Saudi Arabia’s national airline, Saudia Group, has placed a significant order for over 100 new Airbus jets, highlighting the kingdom’s strong push to attract more tourists.
The Saudia Group, which includes both the Saudia airline and its low-cost carrier Flyadeal, announced on Monday that it has ordered 105 aircraft from Airbus’s A320neo family. This order consists of 12 A320neos and 93 A321neos, bringing the total backlog of A320neo family planes for the Saudia Group to 144.
The airline group stated that it plans to increase flights and seat capacity across its existing network of more than 100 destinations. This move aligns with Saudi Arabia’s objective of welcoming over 150 million tourists by the year 2030.
In its latest annual earnings report in February, Airbus reported strong performance in its commercial aircraft sector and set a goal to deliver 800 commercial planes in 2024, an increase of 67 from the previous year.
This success for Airbus contrasts with the challenges faced by its U.S. competitor, Boeing.
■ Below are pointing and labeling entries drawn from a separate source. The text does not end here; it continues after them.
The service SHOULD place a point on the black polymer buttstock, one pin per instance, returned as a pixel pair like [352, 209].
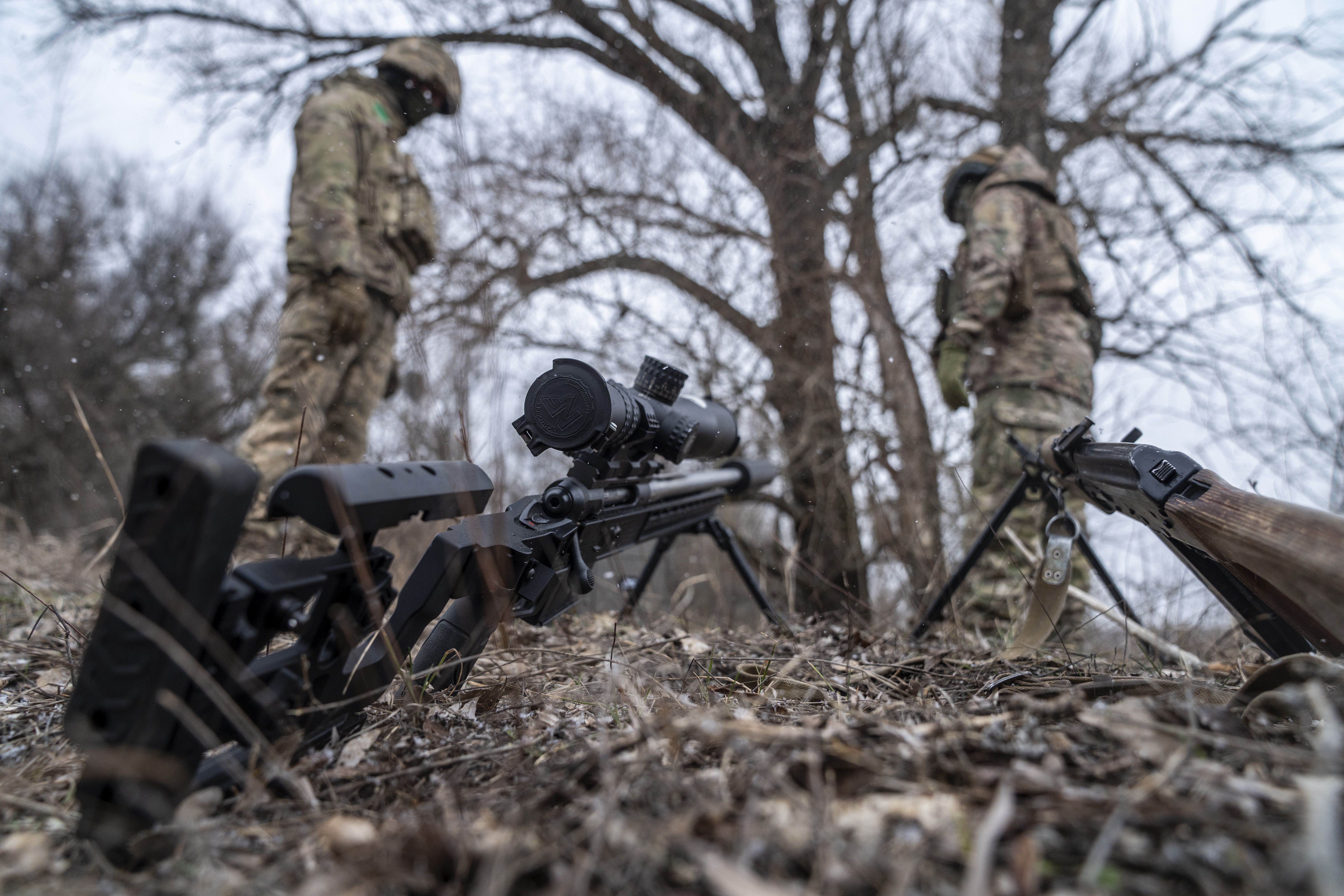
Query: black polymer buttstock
[187, 504]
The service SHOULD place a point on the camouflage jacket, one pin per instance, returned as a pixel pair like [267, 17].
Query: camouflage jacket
[1019, 299]
[357, 205]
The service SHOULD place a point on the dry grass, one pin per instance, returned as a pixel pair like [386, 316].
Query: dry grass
[595, 757]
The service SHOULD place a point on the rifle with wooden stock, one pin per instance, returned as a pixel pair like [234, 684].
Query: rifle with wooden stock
[1277, 567]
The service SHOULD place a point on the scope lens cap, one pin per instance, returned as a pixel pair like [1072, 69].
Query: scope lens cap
[569, 406]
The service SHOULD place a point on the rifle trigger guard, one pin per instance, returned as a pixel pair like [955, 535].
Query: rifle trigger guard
[581, 576]
[1058, 550]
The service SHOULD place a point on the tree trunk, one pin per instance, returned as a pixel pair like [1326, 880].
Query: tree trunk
[1025, 66]
[803, 389]
[918, 541]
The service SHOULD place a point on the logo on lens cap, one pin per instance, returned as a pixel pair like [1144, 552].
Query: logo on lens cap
[564, 408]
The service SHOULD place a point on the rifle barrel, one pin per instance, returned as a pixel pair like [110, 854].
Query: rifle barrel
[725, 478]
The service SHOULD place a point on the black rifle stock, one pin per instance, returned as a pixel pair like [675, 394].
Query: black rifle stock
[175, 663]
[1276, 566]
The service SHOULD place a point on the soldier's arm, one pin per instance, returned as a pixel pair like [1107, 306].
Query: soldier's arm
[326, 183]
[998, 232]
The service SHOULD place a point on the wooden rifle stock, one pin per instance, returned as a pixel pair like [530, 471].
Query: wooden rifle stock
[1276, 566]
[1291, 557]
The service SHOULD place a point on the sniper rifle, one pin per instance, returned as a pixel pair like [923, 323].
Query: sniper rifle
[1277, 567]
[283, 656]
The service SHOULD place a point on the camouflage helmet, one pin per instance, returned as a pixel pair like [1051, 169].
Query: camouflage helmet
[428, 61]
[972, 169]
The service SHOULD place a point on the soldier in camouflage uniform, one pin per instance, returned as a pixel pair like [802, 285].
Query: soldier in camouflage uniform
[361, 224]
[1021, 327]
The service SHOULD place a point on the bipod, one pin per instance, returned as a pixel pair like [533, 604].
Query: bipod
[724, 538]
[1033, 482]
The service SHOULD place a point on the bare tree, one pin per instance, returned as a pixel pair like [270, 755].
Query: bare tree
[782, 142]
[759, 85]
[107, 292]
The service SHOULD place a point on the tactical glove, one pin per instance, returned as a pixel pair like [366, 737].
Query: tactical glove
[952, 375]
[349, 301]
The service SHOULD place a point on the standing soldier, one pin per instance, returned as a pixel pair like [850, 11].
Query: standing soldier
[361, 224]
[1021, 328]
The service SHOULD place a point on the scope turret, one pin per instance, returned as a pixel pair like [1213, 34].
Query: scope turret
[572, 409]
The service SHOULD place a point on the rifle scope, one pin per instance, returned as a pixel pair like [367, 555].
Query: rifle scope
[572, 409]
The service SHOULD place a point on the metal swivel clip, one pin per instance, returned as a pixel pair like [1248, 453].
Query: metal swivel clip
[1058, 550]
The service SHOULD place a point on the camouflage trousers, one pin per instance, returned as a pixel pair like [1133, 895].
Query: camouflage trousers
[996, 589]
[326, 387]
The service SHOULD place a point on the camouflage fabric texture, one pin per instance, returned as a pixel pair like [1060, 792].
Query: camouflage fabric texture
[357, 203]
[1018, 288]
[995, 593]
[327, 387]
[1022, 306]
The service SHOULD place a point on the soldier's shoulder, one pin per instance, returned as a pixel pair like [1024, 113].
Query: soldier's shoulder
[345, 95]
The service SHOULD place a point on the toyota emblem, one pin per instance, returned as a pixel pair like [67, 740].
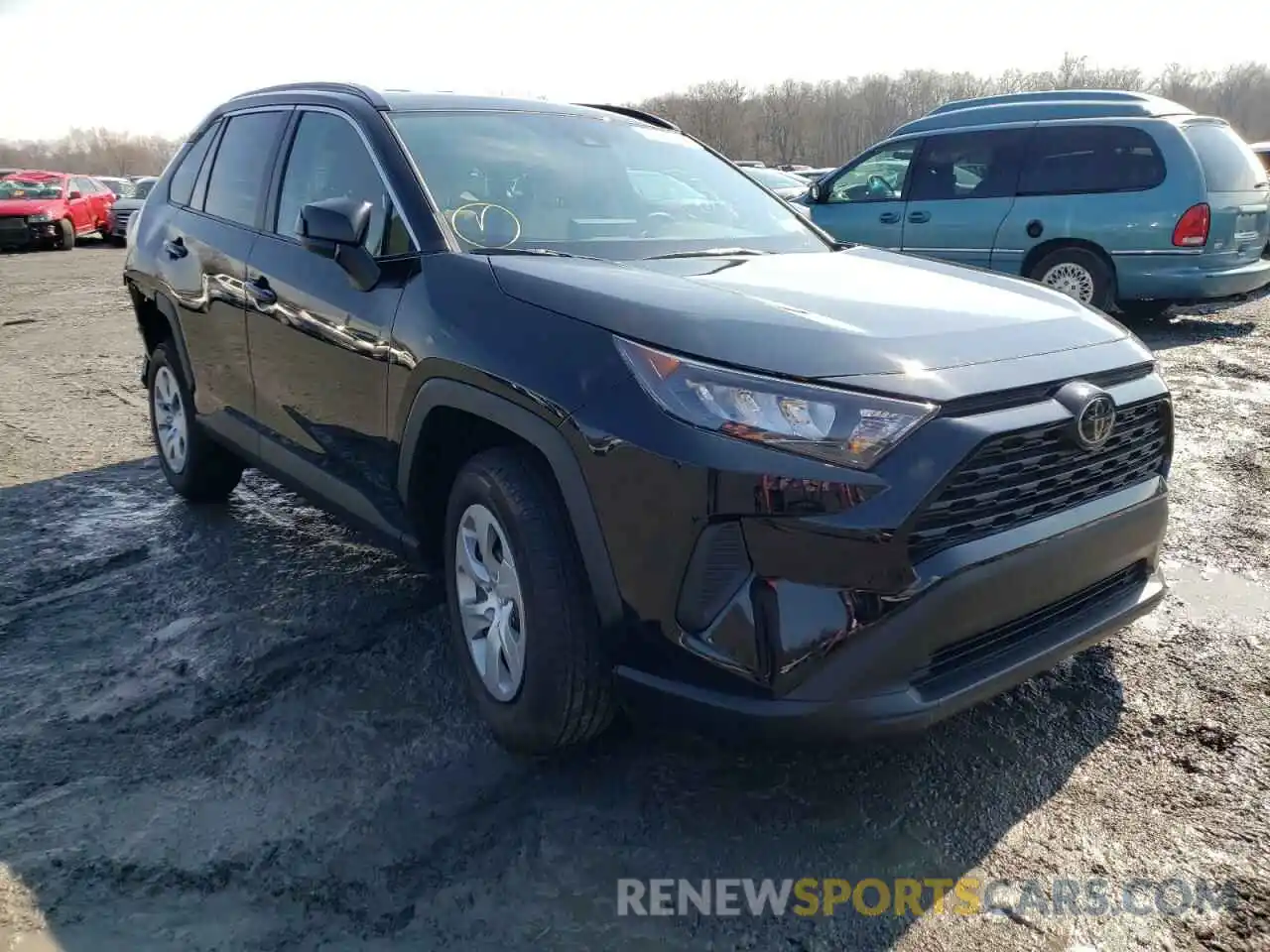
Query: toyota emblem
[1095, 421]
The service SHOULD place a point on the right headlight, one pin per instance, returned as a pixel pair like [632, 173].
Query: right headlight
[837, 425]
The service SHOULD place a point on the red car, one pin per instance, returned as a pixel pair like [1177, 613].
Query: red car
[51, 208]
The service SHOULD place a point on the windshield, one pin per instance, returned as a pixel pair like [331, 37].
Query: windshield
[607, 188]
[119, 186]
[31, 188]
[775, 178]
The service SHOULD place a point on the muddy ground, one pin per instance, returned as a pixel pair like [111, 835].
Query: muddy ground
[236, 729]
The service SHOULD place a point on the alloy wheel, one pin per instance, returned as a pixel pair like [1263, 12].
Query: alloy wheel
[490, 602]
[172, 428]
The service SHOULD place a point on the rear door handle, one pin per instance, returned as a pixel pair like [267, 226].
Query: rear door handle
[262, 293]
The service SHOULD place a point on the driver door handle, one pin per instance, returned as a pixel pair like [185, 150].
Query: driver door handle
[262, 293]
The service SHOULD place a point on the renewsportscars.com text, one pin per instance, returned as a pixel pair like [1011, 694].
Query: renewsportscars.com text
[911, 896]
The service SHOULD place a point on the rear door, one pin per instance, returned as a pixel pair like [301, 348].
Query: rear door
[1238, 193]
[865, 199]
[960, 190]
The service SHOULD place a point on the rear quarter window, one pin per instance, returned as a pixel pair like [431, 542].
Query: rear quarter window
[1228, 163]
[1089, 159]
[181, 186]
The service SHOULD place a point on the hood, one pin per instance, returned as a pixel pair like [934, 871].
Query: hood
[860, 311]
[10, 207]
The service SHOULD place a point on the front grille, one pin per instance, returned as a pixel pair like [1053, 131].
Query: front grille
[942, 673]
[13, 229]
[1026, 475]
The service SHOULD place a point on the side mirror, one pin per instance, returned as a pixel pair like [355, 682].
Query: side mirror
[335, 229]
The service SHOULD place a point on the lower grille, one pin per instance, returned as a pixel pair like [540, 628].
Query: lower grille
[978, 651]
[1026, 475]
[13, 230]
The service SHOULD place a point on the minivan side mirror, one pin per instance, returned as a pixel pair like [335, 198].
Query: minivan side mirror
[335, 229]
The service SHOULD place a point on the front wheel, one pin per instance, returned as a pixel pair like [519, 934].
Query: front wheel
[64, 235]
[1079, 273]
[524, 624]
[195, 466]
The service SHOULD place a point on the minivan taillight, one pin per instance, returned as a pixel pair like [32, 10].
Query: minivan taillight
[1192, 229]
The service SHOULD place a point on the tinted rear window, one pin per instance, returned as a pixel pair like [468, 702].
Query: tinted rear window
[1228, 164]
[1071, 160]
[235, 189]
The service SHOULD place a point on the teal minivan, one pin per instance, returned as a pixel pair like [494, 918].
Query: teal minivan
[1120, 199]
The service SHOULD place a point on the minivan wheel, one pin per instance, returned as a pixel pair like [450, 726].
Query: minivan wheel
[195, 466]
[1079, 273]
[524, 624]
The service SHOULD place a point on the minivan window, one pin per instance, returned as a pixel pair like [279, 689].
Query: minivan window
[968, 166]
[521, 179]
[182, 184]
[235, 189]
[329, 160]
[1228, 164]
[876, 177]
[1088, 159]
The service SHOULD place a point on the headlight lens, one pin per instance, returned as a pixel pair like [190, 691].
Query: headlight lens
[837, 425]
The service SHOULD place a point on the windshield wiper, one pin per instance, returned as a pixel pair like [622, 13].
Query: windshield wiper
[710, 253]
[548, 252]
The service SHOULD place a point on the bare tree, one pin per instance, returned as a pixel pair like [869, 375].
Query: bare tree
[826, 123]
[94, 151]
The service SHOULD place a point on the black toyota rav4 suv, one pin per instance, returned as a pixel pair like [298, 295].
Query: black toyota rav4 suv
[690, 452]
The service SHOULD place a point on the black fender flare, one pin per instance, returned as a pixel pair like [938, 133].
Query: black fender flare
[168, 309]
[549, 440]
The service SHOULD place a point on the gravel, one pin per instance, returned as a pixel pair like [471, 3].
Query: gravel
[238, 729]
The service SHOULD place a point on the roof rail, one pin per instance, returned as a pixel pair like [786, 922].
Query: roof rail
[973, 112]
[353, 89]
[630, 112]
[1048, 95]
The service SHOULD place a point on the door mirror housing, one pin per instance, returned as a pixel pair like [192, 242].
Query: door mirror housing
[335, 229]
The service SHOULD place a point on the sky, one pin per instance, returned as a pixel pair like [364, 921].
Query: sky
[158, 66]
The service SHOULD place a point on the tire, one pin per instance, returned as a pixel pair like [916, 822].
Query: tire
[1078, 270]
[64, 240]
[564, 696]
[1144, 309]
[206, 471]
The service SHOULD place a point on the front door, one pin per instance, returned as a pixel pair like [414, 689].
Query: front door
[320, 345]
[865, 199]
[81, 206]
[961, 189]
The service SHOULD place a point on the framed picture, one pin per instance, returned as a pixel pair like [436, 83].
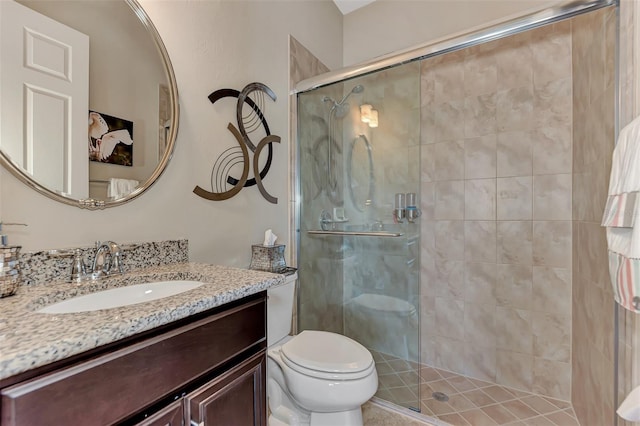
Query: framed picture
[110, 139]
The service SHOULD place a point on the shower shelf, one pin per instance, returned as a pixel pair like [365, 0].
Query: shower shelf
[358, 233]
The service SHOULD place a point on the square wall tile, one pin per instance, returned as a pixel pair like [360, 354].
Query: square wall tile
[552, 150]
[552, 197]
[480, 74]
[449, 200]
[551, 54]
[480, 324]
[552, 243]
[449, 279]
[515, 109]
[448, 159]
[514, 153]
[480, 362]
[447, 120]
[479, 115]
[514, 286]
[480, 199]
[515, 64]
[513, 330]
[514, 370]
[552, 378]
[551, 336]
[449, 80]
[480, 157]
[553, 104]
[551, 290]
[480, 283]
[480, 241]
[515, 198]
[449, 318]
[515, 242]
[449, 239]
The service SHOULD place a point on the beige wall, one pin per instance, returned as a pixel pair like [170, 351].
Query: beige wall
[496, 199]
[213, 45]
[386, 26]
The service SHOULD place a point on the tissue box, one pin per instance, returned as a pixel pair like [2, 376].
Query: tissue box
[268, 258]
[9, 270]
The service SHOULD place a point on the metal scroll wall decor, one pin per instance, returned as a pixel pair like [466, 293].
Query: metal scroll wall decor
[247, 124]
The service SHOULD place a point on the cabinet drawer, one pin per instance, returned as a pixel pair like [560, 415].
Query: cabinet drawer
[235, 398]
[112, 387]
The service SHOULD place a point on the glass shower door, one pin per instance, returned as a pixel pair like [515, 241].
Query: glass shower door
[359, 257]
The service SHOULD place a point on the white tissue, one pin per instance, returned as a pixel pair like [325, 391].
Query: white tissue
[630, 407]
[269, 238]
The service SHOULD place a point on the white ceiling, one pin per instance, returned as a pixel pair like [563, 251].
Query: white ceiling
[347, 6]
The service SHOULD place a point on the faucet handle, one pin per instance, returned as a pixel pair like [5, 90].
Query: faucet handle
[78, 268]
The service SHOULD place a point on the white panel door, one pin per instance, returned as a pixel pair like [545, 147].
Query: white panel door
[44, 98]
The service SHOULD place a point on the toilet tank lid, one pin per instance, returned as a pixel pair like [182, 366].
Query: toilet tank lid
[382, 303]
[328, 352]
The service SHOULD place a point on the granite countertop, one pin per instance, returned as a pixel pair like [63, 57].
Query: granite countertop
[29, 339]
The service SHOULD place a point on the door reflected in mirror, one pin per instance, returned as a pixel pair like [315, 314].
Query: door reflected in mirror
[69, 74]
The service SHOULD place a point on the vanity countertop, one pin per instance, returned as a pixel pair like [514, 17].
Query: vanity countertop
[29, 339]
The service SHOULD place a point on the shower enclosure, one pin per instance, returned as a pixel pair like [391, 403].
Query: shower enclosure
[476, 310]
[360, 263]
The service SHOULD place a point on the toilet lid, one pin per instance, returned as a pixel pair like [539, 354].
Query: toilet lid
[329, 352]
[382, 303]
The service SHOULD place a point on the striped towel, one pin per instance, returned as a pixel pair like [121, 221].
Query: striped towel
[621, 211]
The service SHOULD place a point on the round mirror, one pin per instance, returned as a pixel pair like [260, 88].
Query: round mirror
[88, 99]
[360, 173]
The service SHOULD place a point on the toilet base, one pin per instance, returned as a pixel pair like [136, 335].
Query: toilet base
[343, 418]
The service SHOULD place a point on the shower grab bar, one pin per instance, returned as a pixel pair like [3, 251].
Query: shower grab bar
[358, 233]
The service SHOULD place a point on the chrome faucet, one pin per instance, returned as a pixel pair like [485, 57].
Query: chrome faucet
[106, 260]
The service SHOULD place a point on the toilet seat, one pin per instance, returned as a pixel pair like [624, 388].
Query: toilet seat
[346, 359]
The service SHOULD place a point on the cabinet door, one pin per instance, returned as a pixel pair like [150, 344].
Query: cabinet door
[237, 398]
[171, 415]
While Boeing was recovering from two tragic Max jet crashes in 2018 and 2019 that resulted in 346 fatalities, another setback occurred on January 5 when a door plug blew out of an Alaska Airlines 737 Max 9. This incident has further impacted the company’s stability.
Airbus has gained an edge with its A321neo, a single-aisle aircraft seating between 180 and 230 passengers. The “neo” designation refers to new engine options that are highly fuel-efficient, helping airlines reduce one of their major expenses. Boeing attempted to compete with its 737 Max, featuring new, more efficient engines, but has encountered numerous technical problems.
Despite Boeing’s difficulties, Airbus is unlikely to widen its lead in the market much further due to its current production capacity limits, with a backlog of over 8,600 orders to fulfill.